We are working on a manuscript that will provide a more exhaustive comparison with BCF and other file formats, but I can give you a sneak peak with 1000 genomes data. While SAV does well at compressing 1000g, the improvements compared to BCF are much greater when you scale to hundreds of thousands of samples.

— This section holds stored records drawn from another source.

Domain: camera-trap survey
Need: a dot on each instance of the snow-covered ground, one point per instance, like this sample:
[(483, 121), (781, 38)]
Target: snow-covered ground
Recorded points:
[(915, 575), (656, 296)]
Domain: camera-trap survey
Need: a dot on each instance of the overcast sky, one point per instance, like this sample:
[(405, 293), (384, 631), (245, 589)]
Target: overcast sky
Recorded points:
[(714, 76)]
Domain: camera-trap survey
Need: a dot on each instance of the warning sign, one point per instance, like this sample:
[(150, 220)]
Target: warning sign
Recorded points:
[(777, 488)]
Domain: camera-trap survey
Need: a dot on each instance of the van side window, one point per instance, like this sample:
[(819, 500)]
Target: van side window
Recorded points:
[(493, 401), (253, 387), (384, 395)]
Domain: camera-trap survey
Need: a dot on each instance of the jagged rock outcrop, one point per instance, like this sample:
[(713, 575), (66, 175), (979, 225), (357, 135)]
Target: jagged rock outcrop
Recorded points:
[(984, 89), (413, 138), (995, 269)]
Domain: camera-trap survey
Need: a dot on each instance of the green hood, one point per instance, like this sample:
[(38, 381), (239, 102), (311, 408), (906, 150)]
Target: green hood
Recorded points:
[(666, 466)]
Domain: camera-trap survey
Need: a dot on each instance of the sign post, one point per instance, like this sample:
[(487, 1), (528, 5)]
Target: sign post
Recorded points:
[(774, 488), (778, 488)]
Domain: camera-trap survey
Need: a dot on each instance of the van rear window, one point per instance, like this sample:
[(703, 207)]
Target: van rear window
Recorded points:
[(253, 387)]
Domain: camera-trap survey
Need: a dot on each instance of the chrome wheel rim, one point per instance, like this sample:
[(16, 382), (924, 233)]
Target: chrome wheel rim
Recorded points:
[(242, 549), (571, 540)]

curl ftp://ftp.1000genomes.ebi.ac.uk/vol1/ftp/release/20130502/ALL.chr20.phase3_shapeit2_mvncall_integrated_v5b.20130502.genotypes.vcf.gz > chr20.vcf.gz
bcftools view chr20.vcf.gz -Ob > chr20.bcf
sav import chr20.vcf.gz --phasing full > chr20.sav
sav import chr20.vcf.gz --phasing full --pbwt-fields GT --sparse-threshold 0.01 > chr20.pbwt.sav
sav import chr20.vcf.gz --phasing full --pbwt-fields GT --sparse-threshold 0.01 -19 > chr20.pbwt.c19.sav
Format File Size (proportion to BCF)
vcf 312M (1.20)
bcf 260M (1.00)
sav 102M (0.39)
sav.pbwt 69M (0.27)
sav.pbwt.c19 56M (0.22)
lbergelson commented 3 years ago

@jonathonl Thank you! That's very helpful.

  1. I tried on a few misc vcfs I had laying around but the widest one was a 1000G sample. Sav just didn't seem to make any difference compared to BCF with what I tested. I figured you must have some good examples lying around so I just asked instead of doing much experimentation. The 1000G file I used included these fields. GT:AD:DP:GQ:PL.

  2. I guess I'm confused about how PBWT works. I thought it could only be applied to fields with a haplotype like structure. Do you sort based on GT and then see some compression improvements from sorting other fields in the same order as the GT?

  3. By GVCF I mean both single sample files with depth and additional fields like likelihoods and depths. I also mean largescale combined gvcfs which include that information for many samples. It's unclear to me how much sav benefits that use case.